Au détour de quelques conférences, Rudolf Steiner parle du rôle des boissons alcoolisées dans les temps anciens, quand les humains avaient encore « la tête dans le Ciel ». Elles devaient aider les hommes à poser pleinement les pieds sur Terre pour se confronter au monde physique. Actuellement, nous sommes tellement dans le physique, le matériel et la technologie, que l’humanité a violé le noyau de l’atome avec le nucléaire civil et militaire, et violé aussi le noyau des cellules du vivant en introduisant des gènes étrangers à l’espèce voire même au règne de ces cellules. Ces violations entre autres, montrent l’urgente nécessité de se tourner davantage vers l’esprit, pour ne pas compromettre davantage la vie sur terre.
Le matérialisme a aussi marqué la viticulture, avec la mécanisation, les engrais chimiques et les pesticides, qui ouvrent l’ère de la productivité dans les années 60. Timidement après les secousses de Mai 68, presque en force aujourd’hui après les scandales de la vache folle, de la dioxine et autres dérives, une nouvelle génération de vignerons, particulièrement ceux en bio et en biodynamie, essaie de retrouver consciemment le fil d’un savoir-faire et s’attelle à vivifier la terre des coteaux qu’ils cultivent et à élever des vins vivants porteurs d’une dimension mythique et artistique. Ils récoltent manuellement le raisin, vinifient souvent sans chaptalisation (ajout de sucre pour augmenter artificiellement le degré alcoolique du vin), renoncent aux levures sélectionnées, à la pharmacopée œnologique et aux technologies superflues, pour préserver la transparence de la qualité initiale du jus de raisin unique à l’origine de chaque vin.

L’expression, la délicatesse et la luminosité d’un vin résultent des aptitudes de la vigne à exprimer le sol dans lequel elle plonge ses racines et à accueillir les potentialités climatiques. Plus l’intuition guide les soins (taille, labour, ébourgeonnage, palissage, cueillette...) donnés aux vignes par les femmes et les hommes, plus les aptitudes des souches se développent dans leur double nature :

- en explorant plus profondément le sous-sol, les racines entourées de leur myriade de micro-organismes fécondent la roche, qui devient terre - en laissant ses rameaux mieux épouser le ciel, la vigne se laisse féconder plus intimement par le cosmos et les caractéristiques du climat d’un millésime. La vigne forme le creuset dans lequel s’unissent la constance d’un terroir et la variabilité climatique du millésime. La vigne parachève dans ses fruits une double transcendance. Elle libère et métamorphose l’obscurité profonde et minérale de la roche en arômes lumineux et volatiles du future vin. Elle condense et matérialise l’évanescente lumière d’une saison dans le feu et la chaleur du vin. L’essence véritable du vin est esthétique, à la lisière des arts. Tout comme la peinture, la sculpture et la musique traduisent des ambiances et des harmonies, les arômes et les saveurs des vins s’offrent à notre odorat et à notre goût pour nous révéler leur origine et leur harmonie, marquées du sceau de la nature aimée et respectée.

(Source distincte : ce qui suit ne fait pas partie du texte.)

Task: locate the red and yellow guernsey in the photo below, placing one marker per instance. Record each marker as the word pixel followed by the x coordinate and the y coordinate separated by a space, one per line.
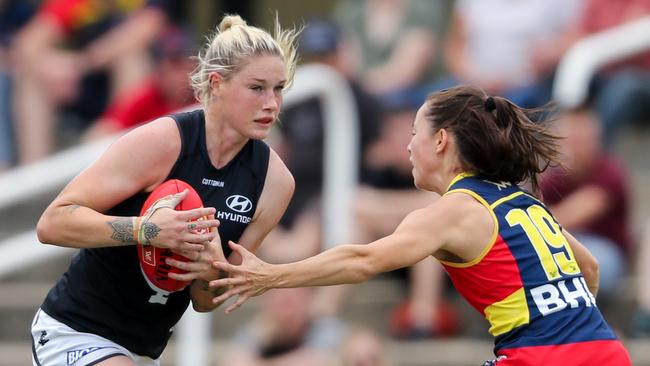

Dans la société actuelle, quelle peut être la contribution de vins issus de ces exigences qualitatives ? 

Les puissants dirigeants de la société occidentale dispensent à très bon marché leurs drogues médiatiques : télévision, radio, presse à sensation, pour entretenir une population de dociles surfeurs, qui n’approfondissent rien et ne se rencontrent jamais véritablement. Notre monde occidental toujours plus informatisé réduit chaque jour une facette supplémentaire de la vie à une dimension binaire, qui isole et assèche davantage le travail et les relations humaines.

Dans un tel contexte, une dégustation consciente et partagée à la recherche de l’essence artistique unique à chaque vin, revêt quasiment une forme thérapeutique des relations humaines. Le vin artistique apporte des notes lumineuses et chaudes dans un monde que s’enlise dans l’isolement cathodique froid. Mais comme tout médicament, il ne peut être thérapeutique qu’à la juste dose. La conscience et la volonté individuelles déterminent librement le seuil au-delà duquel on quitte la quête esthétique et l’exercice intérieur pour la seule « gourmandise physique ».